Last week, Andrew Gelman (link) and I were kindred spirits: we both did a "numbersensing" exercise on two different data analyses. I was reading the MailChimp study on the effect of Google siphoning off "marketing" emails into a separate tab, and a noise buzzed my head when I saw that the aggregate click-to-open ratio was reported at an inconceivable 85%. (See Part 1 of my reaction here.)

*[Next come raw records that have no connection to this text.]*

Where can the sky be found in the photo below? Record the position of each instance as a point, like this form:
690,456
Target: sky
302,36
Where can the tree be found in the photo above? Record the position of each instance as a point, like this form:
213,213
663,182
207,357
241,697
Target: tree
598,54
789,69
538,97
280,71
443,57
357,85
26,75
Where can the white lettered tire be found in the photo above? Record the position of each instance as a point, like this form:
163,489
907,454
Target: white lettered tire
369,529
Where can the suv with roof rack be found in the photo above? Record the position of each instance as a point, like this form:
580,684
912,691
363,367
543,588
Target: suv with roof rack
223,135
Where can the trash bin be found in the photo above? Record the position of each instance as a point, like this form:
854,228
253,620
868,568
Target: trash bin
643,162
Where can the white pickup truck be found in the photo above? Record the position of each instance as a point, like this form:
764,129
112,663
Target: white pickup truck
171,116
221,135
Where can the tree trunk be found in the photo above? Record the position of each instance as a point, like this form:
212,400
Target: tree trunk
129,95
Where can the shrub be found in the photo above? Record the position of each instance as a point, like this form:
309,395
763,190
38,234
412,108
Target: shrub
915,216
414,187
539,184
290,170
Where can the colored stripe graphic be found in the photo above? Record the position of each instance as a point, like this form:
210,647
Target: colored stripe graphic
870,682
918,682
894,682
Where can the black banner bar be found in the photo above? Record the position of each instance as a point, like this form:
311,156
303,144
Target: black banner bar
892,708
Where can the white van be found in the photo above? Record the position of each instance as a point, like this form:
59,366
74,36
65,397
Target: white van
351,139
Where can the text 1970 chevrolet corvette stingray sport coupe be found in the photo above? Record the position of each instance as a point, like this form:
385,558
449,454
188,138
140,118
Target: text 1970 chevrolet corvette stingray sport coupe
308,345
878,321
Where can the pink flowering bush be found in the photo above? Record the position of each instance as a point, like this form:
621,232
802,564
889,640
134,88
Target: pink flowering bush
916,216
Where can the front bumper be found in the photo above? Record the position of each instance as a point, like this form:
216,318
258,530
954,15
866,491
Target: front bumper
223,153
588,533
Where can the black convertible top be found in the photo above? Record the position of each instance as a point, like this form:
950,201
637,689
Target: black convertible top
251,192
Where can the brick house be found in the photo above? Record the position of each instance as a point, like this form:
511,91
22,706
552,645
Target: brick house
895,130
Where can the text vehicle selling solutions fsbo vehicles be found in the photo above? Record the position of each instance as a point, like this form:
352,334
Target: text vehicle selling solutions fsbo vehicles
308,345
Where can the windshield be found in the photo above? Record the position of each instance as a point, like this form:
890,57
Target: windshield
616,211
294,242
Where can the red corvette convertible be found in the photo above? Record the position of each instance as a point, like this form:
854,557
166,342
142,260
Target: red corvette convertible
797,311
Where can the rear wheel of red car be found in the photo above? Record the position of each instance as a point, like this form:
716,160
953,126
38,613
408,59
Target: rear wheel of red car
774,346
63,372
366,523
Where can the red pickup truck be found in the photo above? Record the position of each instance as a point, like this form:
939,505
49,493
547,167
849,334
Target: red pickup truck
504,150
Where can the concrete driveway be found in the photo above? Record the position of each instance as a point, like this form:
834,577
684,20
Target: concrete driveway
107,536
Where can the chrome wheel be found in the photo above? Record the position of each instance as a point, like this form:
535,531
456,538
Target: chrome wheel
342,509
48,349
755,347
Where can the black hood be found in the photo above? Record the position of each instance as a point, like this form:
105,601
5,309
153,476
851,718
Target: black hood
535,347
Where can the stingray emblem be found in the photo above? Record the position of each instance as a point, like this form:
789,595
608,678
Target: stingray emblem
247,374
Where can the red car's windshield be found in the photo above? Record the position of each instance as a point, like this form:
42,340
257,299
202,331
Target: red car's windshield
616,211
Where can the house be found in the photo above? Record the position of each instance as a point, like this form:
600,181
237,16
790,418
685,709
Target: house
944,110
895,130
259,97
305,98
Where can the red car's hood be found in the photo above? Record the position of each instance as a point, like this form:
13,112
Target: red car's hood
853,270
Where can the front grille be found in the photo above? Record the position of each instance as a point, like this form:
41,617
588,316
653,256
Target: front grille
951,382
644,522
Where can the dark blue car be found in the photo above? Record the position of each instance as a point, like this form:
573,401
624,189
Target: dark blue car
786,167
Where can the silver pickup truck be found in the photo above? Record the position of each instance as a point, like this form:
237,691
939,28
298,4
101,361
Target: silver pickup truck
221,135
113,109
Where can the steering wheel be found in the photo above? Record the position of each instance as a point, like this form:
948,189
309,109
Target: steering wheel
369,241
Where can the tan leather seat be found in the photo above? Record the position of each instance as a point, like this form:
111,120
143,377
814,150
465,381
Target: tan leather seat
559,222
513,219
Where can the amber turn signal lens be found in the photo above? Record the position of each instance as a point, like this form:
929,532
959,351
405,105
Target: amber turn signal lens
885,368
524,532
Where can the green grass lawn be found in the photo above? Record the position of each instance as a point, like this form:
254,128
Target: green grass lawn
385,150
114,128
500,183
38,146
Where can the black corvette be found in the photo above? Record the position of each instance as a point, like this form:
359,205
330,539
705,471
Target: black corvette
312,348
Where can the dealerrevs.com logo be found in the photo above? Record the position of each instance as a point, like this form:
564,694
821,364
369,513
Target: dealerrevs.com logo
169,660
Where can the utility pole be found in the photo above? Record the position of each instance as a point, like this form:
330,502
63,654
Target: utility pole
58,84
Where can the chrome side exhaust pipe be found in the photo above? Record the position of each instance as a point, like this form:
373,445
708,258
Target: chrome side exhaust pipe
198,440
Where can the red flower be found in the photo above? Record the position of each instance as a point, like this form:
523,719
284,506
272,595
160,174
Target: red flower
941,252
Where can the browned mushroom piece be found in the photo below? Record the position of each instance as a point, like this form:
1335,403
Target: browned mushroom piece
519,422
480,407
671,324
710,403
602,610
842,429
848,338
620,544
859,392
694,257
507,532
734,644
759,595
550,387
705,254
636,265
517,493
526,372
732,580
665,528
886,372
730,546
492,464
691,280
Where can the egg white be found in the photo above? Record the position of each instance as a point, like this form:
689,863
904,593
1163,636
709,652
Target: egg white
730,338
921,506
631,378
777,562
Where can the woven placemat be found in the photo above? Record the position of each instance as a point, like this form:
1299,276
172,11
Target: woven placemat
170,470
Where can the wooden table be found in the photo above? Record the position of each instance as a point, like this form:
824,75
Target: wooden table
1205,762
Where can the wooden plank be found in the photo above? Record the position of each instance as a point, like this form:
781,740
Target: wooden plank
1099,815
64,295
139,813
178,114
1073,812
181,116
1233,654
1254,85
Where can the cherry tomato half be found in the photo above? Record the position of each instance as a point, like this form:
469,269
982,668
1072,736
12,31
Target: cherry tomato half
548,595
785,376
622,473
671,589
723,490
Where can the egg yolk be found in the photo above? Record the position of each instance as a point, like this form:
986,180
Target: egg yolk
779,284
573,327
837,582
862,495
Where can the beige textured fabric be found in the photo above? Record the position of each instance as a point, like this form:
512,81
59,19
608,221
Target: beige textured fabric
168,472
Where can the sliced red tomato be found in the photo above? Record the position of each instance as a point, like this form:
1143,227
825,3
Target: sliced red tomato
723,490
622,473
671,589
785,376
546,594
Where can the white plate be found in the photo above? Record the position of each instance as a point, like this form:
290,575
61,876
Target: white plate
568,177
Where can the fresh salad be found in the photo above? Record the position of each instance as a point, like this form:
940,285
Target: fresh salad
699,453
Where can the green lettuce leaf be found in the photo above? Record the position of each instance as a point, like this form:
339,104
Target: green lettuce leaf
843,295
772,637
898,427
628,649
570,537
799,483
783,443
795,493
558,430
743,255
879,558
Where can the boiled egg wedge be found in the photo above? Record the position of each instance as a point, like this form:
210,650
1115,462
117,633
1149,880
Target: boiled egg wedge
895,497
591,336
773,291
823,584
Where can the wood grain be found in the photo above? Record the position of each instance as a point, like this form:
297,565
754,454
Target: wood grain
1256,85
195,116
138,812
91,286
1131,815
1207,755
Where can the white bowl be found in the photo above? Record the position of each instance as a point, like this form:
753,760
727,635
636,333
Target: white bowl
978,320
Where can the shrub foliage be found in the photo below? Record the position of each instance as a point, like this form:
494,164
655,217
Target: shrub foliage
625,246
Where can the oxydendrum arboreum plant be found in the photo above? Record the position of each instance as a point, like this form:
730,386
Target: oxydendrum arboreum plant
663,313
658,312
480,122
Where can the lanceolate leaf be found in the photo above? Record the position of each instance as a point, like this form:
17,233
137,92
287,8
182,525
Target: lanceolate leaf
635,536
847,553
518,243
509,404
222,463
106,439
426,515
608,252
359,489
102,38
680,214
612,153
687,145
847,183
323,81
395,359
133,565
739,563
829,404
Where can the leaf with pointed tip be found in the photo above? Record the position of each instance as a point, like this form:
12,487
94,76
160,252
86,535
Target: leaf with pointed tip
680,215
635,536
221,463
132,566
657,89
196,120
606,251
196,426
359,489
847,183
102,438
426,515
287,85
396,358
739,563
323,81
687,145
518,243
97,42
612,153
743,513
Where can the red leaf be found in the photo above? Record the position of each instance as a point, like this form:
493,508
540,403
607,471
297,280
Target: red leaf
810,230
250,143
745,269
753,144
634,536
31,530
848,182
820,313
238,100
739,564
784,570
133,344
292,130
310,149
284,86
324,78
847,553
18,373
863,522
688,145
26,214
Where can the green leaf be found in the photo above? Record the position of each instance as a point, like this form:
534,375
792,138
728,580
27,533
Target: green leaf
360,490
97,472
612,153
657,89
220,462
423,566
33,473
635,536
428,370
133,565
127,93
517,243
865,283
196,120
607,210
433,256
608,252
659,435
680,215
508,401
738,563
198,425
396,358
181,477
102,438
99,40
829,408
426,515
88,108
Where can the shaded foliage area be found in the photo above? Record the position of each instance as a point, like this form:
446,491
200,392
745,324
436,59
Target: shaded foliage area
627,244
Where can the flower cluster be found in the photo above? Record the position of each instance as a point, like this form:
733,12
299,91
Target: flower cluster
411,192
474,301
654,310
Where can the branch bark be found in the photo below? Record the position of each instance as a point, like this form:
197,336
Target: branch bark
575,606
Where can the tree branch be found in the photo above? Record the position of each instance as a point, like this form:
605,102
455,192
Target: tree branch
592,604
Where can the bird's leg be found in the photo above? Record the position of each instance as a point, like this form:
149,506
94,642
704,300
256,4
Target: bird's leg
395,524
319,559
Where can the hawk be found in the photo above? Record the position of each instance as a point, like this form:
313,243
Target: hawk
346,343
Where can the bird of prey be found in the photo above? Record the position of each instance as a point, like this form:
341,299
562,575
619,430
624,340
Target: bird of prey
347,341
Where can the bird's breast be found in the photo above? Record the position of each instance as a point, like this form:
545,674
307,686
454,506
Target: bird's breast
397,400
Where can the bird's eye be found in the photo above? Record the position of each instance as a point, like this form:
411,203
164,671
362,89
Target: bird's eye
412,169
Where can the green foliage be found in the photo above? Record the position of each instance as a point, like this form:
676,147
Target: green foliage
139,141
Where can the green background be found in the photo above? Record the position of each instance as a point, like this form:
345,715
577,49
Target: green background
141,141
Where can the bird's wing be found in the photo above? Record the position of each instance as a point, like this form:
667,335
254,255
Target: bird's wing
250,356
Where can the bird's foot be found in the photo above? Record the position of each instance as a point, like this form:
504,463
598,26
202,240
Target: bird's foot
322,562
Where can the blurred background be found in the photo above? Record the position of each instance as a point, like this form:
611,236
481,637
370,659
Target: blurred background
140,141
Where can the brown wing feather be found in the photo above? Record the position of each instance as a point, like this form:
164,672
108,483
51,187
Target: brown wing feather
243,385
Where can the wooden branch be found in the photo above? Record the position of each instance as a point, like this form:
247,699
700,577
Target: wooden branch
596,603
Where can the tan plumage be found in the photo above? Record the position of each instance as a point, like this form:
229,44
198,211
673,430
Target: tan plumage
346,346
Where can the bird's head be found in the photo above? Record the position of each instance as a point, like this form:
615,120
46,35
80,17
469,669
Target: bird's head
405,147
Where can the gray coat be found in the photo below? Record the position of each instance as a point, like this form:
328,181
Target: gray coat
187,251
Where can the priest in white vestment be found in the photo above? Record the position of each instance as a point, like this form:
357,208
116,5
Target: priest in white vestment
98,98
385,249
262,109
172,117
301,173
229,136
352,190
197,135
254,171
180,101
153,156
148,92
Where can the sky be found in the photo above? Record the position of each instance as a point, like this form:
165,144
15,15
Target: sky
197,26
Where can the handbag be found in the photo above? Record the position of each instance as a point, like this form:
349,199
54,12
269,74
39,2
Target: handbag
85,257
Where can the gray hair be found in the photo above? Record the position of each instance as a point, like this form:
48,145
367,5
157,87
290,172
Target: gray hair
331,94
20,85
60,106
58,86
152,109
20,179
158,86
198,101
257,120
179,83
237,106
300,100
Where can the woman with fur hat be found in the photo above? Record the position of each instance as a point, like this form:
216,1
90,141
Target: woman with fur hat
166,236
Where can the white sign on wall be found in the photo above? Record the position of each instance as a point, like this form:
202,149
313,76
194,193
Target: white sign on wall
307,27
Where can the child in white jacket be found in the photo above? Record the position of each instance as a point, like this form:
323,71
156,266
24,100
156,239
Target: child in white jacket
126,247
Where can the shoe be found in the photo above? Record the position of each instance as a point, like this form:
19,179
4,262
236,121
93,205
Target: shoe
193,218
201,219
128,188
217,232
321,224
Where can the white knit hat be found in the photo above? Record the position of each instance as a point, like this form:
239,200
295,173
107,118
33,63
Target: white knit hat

In the meantime, Andrew was investigating a tidbit that appeared in a chapter of the "Doing Data Science" book by Rachel Schutt and Cathy O'Neal, in which it was claimed that the slowness in matching certain data records led to "one or two patients per week" dying, which Gelman estimated to imply up to one-quarter of the deaths were caused by poor record-keeping (!)
What Gelman called his "Spidey-sense" is what I've been calling "numbersense". In the age of Big Data, when everyone has data to make arguments, developing numbersense is really important to disentangle ambiguous or conflicting studies. Hey, I wrote an entire book about this.
In the same post, Gelman made a brilliant observation. We have come across this type of data stories before. Just open a Gladwell book, or some of the Freakonomics stuff, and you'll find plenty of other examples. Gelman is calling these "parables", thus the rise of the "statistical parable".
The point is that the people who write these stories do not really care if the numbers are accurate or not. Put differently, they are vested in the direction of a relationship but not its magnitude. In the above story, the writer is interested in the fact that poor record-keeping can lead to some unnecessary deaths but how many is "some" is of no concern. The data is really a side show; the message is the main attraction!
This goes a long way, I think, in explaining the popularity of the genre as well as the repulsion of many statisticians to this type of stories.
The reason why statisticians dislike statistical parables is that these stories are false unless we can verify two conditions: one is a strong enough signal; two is not too much noise.